A short follow-up to my comment to Katrinka’s “Green Mountain Coffee Rackets” on 3/11/14 concerning H756 (aka Green Mountain Coffee K-cup exemption), back in March 2012, and its possible unintended consequences.

In case you haven’t seen the FreePress this morning:

Keurig [Green Mountain] and Peet’s plan to launch a selection of Peet’s K-Cup packs by the end of the summer. Keurig said Peet’s will continue to roast the beans for its K-Cup packs at its facility in Alameda, Calif., and the roasted beans will be transported to Keurig for grinding and packaging in K-Cup packs.

I don’t think this is quite what the Lege had in mind, do you?

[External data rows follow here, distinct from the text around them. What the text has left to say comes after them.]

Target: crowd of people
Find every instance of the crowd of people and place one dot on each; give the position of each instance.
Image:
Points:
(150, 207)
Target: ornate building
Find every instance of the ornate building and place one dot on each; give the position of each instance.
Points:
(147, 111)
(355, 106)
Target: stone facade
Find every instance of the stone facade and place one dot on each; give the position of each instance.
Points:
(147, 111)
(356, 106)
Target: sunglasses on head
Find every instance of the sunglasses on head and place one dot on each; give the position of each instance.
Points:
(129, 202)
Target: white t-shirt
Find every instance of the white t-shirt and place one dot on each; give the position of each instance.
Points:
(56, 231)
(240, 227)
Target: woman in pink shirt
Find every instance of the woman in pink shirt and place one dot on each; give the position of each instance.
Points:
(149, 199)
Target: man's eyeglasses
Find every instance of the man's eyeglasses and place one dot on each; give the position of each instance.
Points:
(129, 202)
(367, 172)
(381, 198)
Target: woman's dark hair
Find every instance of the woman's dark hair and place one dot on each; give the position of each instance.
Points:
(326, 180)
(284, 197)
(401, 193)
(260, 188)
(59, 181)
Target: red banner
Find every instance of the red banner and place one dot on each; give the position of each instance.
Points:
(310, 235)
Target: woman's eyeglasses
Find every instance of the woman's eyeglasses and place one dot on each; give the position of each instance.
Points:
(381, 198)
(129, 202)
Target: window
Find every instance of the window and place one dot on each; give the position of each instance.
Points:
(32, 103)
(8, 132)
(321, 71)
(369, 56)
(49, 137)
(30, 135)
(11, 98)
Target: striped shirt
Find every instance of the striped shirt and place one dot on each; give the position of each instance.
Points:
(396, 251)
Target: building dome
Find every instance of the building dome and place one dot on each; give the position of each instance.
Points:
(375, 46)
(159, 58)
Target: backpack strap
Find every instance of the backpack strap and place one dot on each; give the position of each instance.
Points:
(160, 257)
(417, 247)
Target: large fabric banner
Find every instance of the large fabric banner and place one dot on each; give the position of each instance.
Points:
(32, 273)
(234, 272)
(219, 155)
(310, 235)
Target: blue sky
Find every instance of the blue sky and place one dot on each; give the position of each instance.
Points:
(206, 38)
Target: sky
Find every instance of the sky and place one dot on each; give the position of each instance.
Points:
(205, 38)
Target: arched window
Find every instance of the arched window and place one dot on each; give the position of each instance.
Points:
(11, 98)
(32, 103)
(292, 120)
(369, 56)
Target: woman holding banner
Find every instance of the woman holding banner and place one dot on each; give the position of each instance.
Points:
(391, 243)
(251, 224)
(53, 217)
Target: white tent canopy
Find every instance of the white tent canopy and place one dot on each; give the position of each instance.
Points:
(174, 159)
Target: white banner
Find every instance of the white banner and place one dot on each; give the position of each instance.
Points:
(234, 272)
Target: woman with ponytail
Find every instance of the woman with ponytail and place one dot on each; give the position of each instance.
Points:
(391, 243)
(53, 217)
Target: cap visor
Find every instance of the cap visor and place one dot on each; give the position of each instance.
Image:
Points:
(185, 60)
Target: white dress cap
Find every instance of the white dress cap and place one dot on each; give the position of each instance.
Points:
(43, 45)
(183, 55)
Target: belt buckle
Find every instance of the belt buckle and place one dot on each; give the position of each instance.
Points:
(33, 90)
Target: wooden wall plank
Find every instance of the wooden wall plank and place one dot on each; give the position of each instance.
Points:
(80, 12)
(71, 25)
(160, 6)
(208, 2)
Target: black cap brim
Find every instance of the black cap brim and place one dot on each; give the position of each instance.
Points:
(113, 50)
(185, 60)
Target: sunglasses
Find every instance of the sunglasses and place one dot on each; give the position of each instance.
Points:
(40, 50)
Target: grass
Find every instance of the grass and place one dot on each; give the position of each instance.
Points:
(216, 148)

That a transnational holding company (Coca-Cola) might one day acquire Green Mountain Coffee and turn what was meant as a limited exemption for a valued local business into a nationally-expanding business plan, on Vermont’s dime. (Starbucks was admitted to the K-Cup club just hours before the announcement was made about Peet’s.)

http://www.burlingtonfreepress…

Just wait until Coca-Cola starts pressing for an exemption for on-site retail water bottling…

3 thoughts on “2012 Secondary Packaging Bill Comes Back With a Bite

  1. It seems inevitable with good little companies.  They begin with high hopes, and when they take off, the vultures swoop in and transform them into unrecognizable bad actors, beholden to shareholders and with stock options dancing in their heads.

    Cascadian Farms now owned by General Mills, I think; Tom’s of Maine held out longer than most but they too have been co-opted.  On and on.  That is one of the ways we’ve become a nation that prospers at the top at the expense of those below.  Check out GMC’s facebook page- sick, sick.

  2. On Keurig this am.  Not final but likely going to happen?

    One million dollars +  right into fat pockets, via Vermont taxpayers.